Read First Catch Your Hare: The Art of Cookery Made Plain & Easy by Hannah Glasse (Prospect 2012) because it captures the wonderful language and fascinating British cookery of a period before the American Colonies revolted. The facsimile of the book published in 1747 contains useful recipes like Brockely in Sallad (p 98), Another Way to Season a Collar of Beef (p. 128) and the marvelous: To Make Hedge-Hog (p. 146). There is a recipe for real Peas Porridge (p. 79) to go with the nursery rhyme.

Take a Quart of Green Peas, put them in a Quart of Water, a Bouille of dry’d Mint, and a little Salt. Let them boil till the Peas are quite tender, then put in fome beaten Pepper, a Piece of Butter as big as a Walnut, rolled in Flour; ftir it all together and let it boil a few Minutes Then add two Quarts of Milk, let it boil a quarter of an Hour, take out the Mint, and ferve it up.

Read the “f” as “s” and it sounds quite modern (if you like mushy peas).

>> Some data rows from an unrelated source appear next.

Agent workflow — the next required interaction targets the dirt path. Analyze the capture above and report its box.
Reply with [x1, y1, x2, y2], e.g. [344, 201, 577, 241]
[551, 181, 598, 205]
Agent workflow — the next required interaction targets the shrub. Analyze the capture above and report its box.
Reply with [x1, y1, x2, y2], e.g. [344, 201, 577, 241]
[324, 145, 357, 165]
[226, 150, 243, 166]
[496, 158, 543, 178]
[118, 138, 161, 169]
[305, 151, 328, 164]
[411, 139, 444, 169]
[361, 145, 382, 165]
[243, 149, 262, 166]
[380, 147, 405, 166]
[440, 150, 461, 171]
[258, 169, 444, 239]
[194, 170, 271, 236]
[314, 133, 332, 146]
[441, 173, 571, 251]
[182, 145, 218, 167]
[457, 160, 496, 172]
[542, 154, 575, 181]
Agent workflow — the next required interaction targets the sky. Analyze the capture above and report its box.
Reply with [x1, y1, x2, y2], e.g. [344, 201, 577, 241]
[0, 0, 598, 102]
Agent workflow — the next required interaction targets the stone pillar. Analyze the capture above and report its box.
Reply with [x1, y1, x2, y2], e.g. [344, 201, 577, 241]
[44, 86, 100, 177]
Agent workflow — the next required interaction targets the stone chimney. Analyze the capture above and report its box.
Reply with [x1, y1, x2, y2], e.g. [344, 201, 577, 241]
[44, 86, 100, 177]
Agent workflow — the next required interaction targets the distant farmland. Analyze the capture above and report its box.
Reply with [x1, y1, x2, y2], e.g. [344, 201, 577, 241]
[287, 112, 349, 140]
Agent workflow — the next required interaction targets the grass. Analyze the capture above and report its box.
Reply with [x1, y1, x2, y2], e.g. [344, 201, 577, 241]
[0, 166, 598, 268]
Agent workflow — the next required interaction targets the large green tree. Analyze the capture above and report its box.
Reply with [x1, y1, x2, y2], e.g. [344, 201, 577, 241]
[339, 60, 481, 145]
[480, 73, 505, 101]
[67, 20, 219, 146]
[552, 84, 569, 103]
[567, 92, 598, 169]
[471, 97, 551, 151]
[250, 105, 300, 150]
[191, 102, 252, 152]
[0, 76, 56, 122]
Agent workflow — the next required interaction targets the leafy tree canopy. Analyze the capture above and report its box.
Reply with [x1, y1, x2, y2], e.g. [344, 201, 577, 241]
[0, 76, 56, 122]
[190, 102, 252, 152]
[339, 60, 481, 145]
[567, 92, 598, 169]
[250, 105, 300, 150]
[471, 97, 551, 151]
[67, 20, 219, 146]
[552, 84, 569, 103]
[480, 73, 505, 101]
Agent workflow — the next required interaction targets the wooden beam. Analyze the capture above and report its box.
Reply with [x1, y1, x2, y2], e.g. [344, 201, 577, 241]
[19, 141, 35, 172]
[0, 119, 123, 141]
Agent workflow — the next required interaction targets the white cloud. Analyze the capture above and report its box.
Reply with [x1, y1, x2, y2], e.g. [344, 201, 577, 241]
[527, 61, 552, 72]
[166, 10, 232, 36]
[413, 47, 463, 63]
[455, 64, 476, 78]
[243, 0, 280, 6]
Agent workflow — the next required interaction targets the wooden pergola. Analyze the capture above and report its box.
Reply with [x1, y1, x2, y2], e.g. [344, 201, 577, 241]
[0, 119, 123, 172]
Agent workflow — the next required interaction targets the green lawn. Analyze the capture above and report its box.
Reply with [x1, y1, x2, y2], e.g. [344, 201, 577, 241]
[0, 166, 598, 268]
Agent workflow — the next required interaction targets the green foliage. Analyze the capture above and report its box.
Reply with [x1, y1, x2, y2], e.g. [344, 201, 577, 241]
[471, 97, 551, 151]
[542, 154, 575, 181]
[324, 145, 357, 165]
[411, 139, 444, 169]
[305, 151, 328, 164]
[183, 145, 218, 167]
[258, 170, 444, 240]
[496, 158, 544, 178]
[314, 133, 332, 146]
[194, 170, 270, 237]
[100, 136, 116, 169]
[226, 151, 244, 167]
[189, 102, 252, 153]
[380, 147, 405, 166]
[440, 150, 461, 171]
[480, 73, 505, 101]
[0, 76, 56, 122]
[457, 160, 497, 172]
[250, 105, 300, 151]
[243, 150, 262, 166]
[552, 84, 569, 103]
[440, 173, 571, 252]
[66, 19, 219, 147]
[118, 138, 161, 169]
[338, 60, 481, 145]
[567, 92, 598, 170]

First Catch Your Hare, by Hannah GlasseIt is just as interesting reading the commentary included with this fascinating book on British cookery. There are essays and a preface as well as a glossary and notes. . They go into detail about why this is such an important book. The author of the book, originally published in 1747 by A Lady, turned out to be Hannah Glasse. There is some biographical information about her, an illegitimate daughter of a wealthy man, who ends up marrying a ne’er-do-well and Hannah wrote The Art of Cookery to raise money for her growing family.

Prior to this book, recipes were written without regard for the people who would cook them. Hannah Glasse changed all that. She wrote for the women who would be preparing the food. She lifted and copied recipes from other writers who preceded her, but she did cook, and added helpful notes, changed words and making the recipes clearer. Historian Jennifer Stead writes in an article called “Quizzing Glasse” on the notable successful women selling cookery books:

So the women do not (as the men seem to enjoy doing) include the building of castles with salad or the making of hollow turrets in battalia pies to be filled with exotica. Just as in modern haute couture, the women design what is actually wearable, whilst the men design to some abstract idea. (p. xx)

Hannah Glasse is a precursor to Julia Child, Nigella Lawson and many others. We learn that she did not include medical recipes and she stressed cleanliness in the kitchen.

First Catch Your Hare is a wonderful book to give a serious cook or student of cookery. Its detailed glossary will help you read and enjoy the recipes of a spirited woman writer.